I genuinely can't work out what part of this video you think is US-specific. America is far from the only country in the world that has municipality logos on infrastructure, house numbers, or OSM coverage.
There's certainly regions of the world where doing this would be much more challenging (e.g., Central Africa, China, rural India), but the stuff he covered in the video is going to be extremely helpful in the vast majority of cases.
One thing I noticed that doesn't generalize is exactly those house numbers. Depending on house numbering scheme, a house number may effectively be useless. Here in Israel house numbers are just sequential and most streets aren't that long, so what are you going to do with a number like "17" which appears in almost every street in the country?
> so what are you going to do with a number like "17" which appears in almost every street in the country?
Exactly the same thing that Rainbolt did in this video: cut down the amount of work you have to do on each street from checking dozens or potentially hundreds of photos/angles to just 1-3.
Of course if you've only narrowed the streets down to 20,000 candidates instead of 20 of them, that doesn't get you straight to the answer, but it's still a massive proportional improvement.
But the lesson being presented here is to use data that's available to you in the photograph. Maybe you don't have any street numbers (or any particularly useful ones) visible, but you can see the sun at the end of the road and therefore know that it's running directly East-West. That filters out tons of roads. Maybe you can see that houses are only on one side and a river is on the other, you can use that as well. In the video he mentions similar constraints with regards to local parks as being other options for this kind of search narrowing.
The point of that portion of the video isn't "hope the house number is really weird lmao", but to extract any geographical information out of the image and then query that with open mapping databases. House numbers are just one of the most common ones, and while they're typically not quite as powerful as was shown in this video, they're very often going to help dramatically.
Same here, and to that I don't think I know of any municipality logos, pretty sure that is not a thing. And all license plates in the country are going to be the same.
Not exactly US-specific, but Streetview isn't available everywhere. How would he have found the exact ___location without it? Would be quite interesting!
There's a few open data projects that provide similar features to Streetview and can very occasionally be useful in regions without coverage. But yes, typically outside of Streetview coverage you'll be relying on satellite photography, which makes things far more difficult. But that doesn't exactly make the advice here any worse, it just means that the problem you're trying to solve is fundamentally more challenging, so even good techniques might not be able to get you to the solution.

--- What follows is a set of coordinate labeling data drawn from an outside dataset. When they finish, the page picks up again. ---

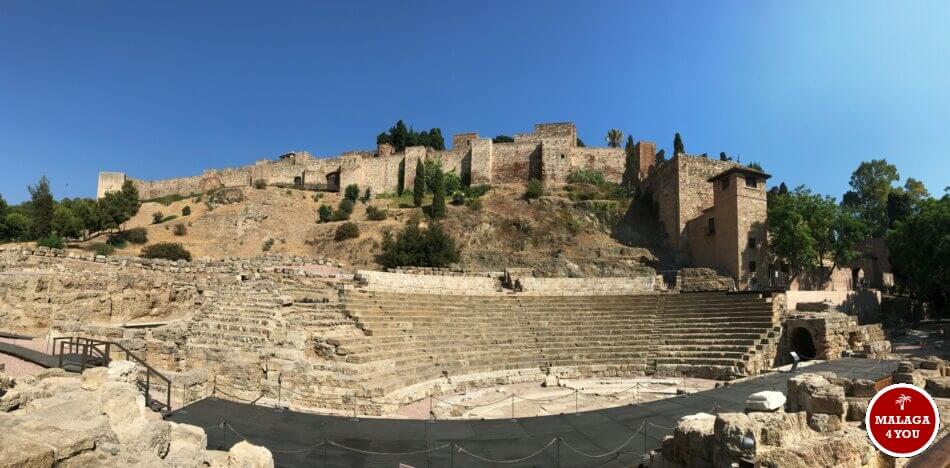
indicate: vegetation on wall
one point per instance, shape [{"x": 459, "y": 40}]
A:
[
  {"x": 401, "y": 137},
  {"x": 414, "y": 246}
]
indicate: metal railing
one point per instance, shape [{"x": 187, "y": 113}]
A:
[{"x": 92, "y": 353}]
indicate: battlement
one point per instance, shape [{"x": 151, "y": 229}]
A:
[{"x": 549, "y": 153}]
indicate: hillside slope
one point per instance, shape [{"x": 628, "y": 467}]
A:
[{"x": 553, "y": 235}]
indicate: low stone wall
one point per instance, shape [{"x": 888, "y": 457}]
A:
[
  {"x": 428, "y": 284},
  {"x": 861, "y": 303},
  {"x": 587, "y": 286},
  {"x": 489, "y": 284}
]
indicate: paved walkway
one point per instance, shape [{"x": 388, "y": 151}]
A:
[{"x": 608, "y": 437}]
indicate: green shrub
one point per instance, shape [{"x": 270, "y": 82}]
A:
[
  {"x": 535, "y": 189},
  {"x": 136, "y": 235},
  {"x": 586, "y": 177},
  {"x": 344, "y": 210},
  {"x": 52, "y": 241},
  {"x": 166, "y": 250},
  {"x": 376, "y": 214},
  {"x": 414, "y": 246},
  {"x": 352, "y": 192},
  {"x": 452, "y": 182},
  {"x": 476, "y": 191},
  {"x": 325, "y": 213},
  {"x": 346, "y": 231},
  {"x": 101, "y": 248}
]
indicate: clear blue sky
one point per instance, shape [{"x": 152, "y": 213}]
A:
[{"x": 163, "y": 89}]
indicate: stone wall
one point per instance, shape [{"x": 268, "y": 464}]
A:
[{"x": 550, "y": 152}]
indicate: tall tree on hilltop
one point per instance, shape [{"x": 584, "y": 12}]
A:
[
  {"x": 614, "y": 137},
  {"x": 678, "y": 147},
  {"x": 436, "y": 140},
  {"x": 631, "y": 165},
  {"x": 419, "y": 184},
  {"x": 438, "y": 195},
  {"x": 920, "y": 253},
  {"x": 806, "y": 230},
  {"x": 871, "y": 183},
  {"x": 41, "y": 208}
]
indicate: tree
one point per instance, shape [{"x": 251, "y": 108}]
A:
[
  {"x": 920, "y": 252},
  {"x": 414, "y": 246},
  {"x": 614, "y": 137},
  {"x": 419, "y": 184},
  {"x": 438, "y": 196},
  {"x": 678, "y": 147},
  {"x": 807, "y": 230},
  {"x": 870, "y": 185},
  {"x": 65, "y": 223},
  {"x": 41, "y": 208},
  {"x": 352, "y": 192},
  {"x": 631, "y": 166},
  {"x": 3, "y": 216}
]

I haven't used his method (or tools) for finding locations. On his video though he does mention Austria/Vienna for museums, etc (on his screenshare), so I assume (assumption1) that if it shares data with OsmAnd (and others) it would be very useful for (anywhere) where internet is prevalent (Americas, Europe, Oceania, most of Asia).

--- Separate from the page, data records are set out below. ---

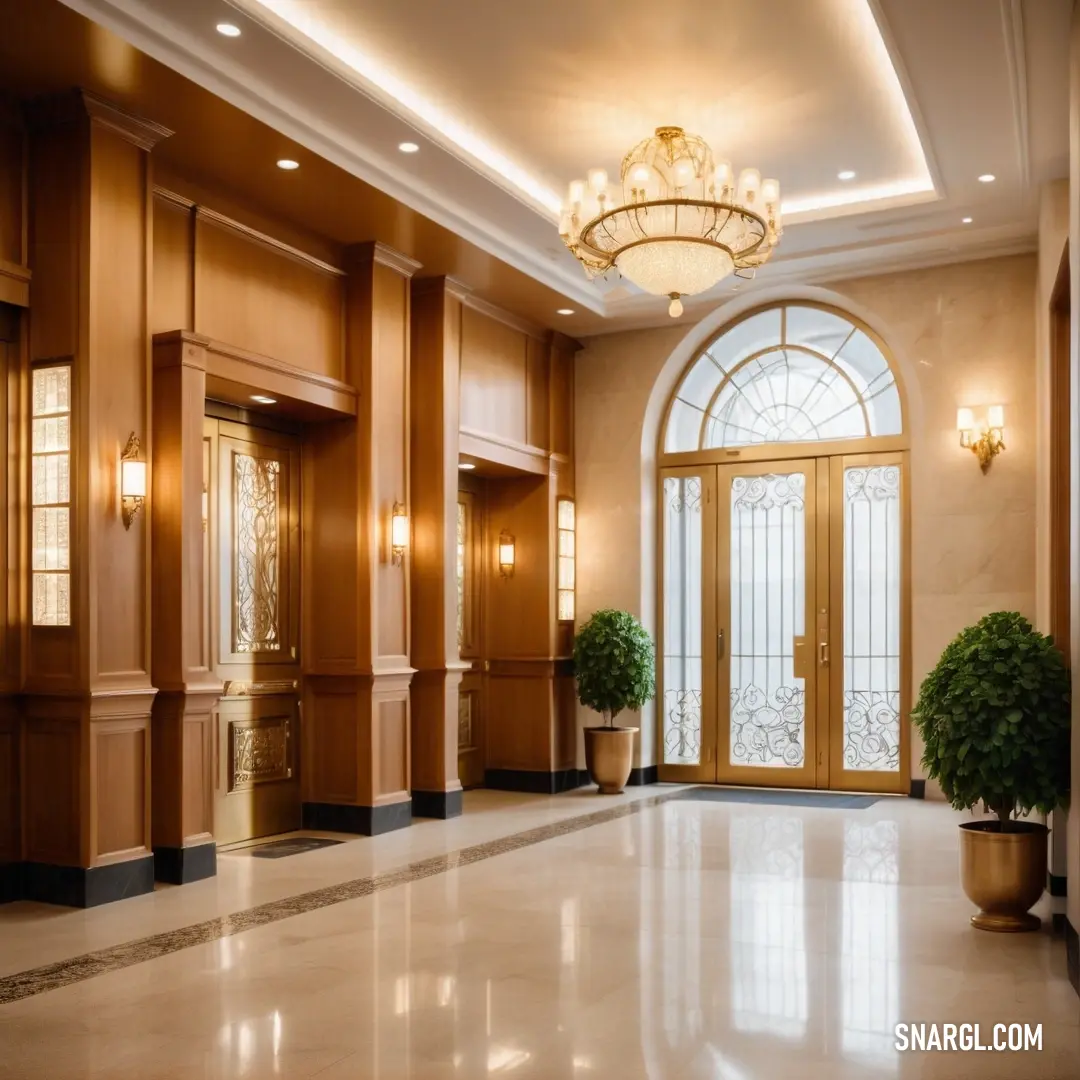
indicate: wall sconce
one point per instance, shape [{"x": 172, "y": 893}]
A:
[
  {"x": 986, "y": 440},
  {"x": 399, "y": 534},
  {"x": 132, "y": 481},
  {"x": 505, "y": 554}
]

> The purpose of the Korean Land Survey Act was to prevent anyone who is threat to national security from stealing the country’s maps during the post-war period. ROK government enacted the law in 1961 and it concerned the establishment and management of spatial data — it has subsequently been amended in 2009. The Article 16 of the act states strict regulation on taking maps, photos, the results of a survey, or any land surveillance data abroad, because of the likelihood that it could harm South Korean national security interests.